Dia juga menginginkan
versi hijau tua, tetapi stoknya habis di mana-mana. Dia tidak puas selama
beberapa hari dan akhirnya memesan versi putih.
Angsa pemakan melon
itu mengamati semuanya dalam diam, mengeluarkan ponselnya dan mengetik kepada
Ji Mingshu: [Tidak apa-apa memakai baju yang sama, tapi siapa pun yang
terlihat jelek akan malu.]
Ji Mingshu
mengerucutkan bibirnya.
"Siapa mereka
berdua?" ABC menatap mereka berdua dan bertanya kepada Zhou Zhen.
Zhou Zhen tidak malu.
Dia memperkenalkan ABC secara singkat kepada Zhou Zhen dan kemudian kepada Ji
Mingshu, memperkenalkan ABC sebagai tunangannya, menambahkan beberapa patah
kata tentang latar belakangnya.
Ji Mingshu tersenyum
dan berkata, "Oh."
Aku tidak tahu apakah
mereka berdua baru saja kembali ke Tiongkok dan tidak akrab dengan kehidupan
sosial di sana, tetapi mereka tidak mau meninggalkan Ji Mingshu.
Salah satu dari
mereka mencoba membuatnya terkesan dengan kesuksesannya dan berkata, "Kamu
rugi karena tidak berkencan denganku waktu itu." Yang satunya, mungkin
sedang menderita 'sindrom pacar dicuri', berpegangan erat pada Neptunusnya dan
bersikeras menjadi istri pertama.
Ji Mingshu menjadi
sedikit tidak sabar dan melirik Jiang Chun.
Jiang Chun sangat
pengertian, tiba-tiba menggemakan kata-kata tunangan ABC dan berseru,
"Kamu berencana pergi ke Norwegia untuk bulan madu!

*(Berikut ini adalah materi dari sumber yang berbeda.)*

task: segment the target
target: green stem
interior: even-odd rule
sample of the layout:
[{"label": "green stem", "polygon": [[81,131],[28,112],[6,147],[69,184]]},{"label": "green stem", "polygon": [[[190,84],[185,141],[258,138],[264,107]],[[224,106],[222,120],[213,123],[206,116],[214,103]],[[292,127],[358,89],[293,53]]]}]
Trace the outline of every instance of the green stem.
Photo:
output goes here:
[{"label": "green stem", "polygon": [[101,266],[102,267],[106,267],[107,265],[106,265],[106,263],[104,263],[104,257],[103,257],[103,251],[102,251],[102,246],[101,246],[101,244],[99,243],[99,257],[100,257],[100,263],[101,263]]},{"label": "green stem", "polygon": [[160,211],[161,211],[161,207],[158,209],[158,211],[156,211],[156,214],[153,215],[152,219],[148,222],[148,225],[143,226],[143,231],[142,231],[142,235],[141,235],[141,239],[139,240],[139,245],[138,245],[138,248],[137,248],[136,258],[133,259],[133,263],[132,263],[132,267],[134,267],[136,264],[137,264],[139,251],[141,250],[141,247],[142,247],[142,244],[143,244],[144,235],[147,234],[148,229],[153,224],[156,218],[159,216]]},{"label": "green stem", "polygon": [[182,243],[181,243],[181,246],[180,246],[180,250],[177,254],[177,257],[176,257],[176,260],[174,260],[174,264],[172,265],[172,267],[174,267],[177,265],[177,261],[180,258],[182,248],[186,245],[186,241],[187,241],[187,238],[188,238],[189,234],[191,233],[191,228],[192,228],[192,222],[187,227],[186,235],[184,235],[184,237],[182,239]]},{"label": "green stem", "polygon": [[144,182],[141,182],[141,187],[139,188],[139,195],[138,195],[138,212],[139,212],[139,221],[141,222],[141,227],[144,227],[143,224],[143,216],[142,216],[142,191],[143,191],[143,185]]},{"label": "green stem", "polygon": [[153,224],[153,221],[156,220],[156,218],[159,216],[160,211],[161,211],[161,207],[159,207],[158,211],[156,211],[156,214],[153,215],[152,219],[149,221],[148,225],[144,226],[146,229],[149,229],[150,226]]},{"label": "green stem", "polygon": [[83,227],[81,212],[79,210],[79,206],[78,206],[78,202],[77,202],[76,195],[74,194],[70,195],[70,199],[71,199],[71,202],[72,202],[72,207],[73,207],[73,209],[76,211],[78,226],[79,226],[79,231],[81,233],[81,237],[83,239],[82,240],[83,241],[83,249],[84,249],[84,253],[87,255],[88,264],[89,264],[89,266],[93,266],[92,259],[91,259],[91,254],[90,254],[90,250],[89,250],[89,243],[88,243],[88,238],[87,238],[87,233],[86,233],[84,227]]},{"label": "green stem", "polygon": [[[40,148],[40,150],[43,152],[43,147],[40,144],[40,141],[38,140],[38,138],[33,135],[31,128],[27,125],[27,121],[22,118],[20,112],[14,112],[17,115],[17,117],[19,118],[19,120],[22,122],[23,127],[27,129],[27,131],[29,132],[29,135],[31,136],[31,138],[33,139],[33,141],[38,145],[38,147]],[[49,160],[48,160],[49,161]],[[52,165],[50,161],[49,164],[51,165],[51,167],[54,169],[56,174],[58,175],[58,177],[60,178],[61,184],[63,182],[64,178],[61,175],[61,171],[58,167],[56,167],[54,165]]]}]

Romantis sekali! Aku
bahkan belum melihat Cahaya Utara."
ABC tersenyum puas
dan mengucapkan beberapa patah kata sopan.
Jiang Chun menatap Ji
Mingshu lagi, "Hei, bagaimana dengan dokumen pulau yang dibelikan suamimu?
Kamu berjanji akan mengajakku melihat aurora. Bisakah kita ke sana dengan kapal
pesiar besar yang dibelikan suamimu?"
Zhou Zhen dan
tunangannya terdiam sejenak.
Jiang Chun tampak tak
menyadari, seolah Cen Sen bukanlah suami Ji Mingshu, melainkan suaminya,
pujiannya dipenuhi dengan emosi yang tulus.
"...Ngomong-ngomong,
kapan suamimu akan menjemputmu hari ini?"
"Mingshu sangat
beruntung! Suamiku selalu menjemputnya kapan pun ia senggang, dan ia bahkan
memasak untuknya."
Ji Mingshu dengan
tenang mencubitnya, memberi isyarat agar ia berhenti. Bukankah akan canggung
jika tidak ada yang menjemput mereka setelah acara itu?
Tetapi ketika ia
mendongak, ia melihat pria luar biasa yang dibicarakan Jiang Chun, yang hampir
tak dikenalnya, berdiri tak jauh darinya, menatapnya tajam.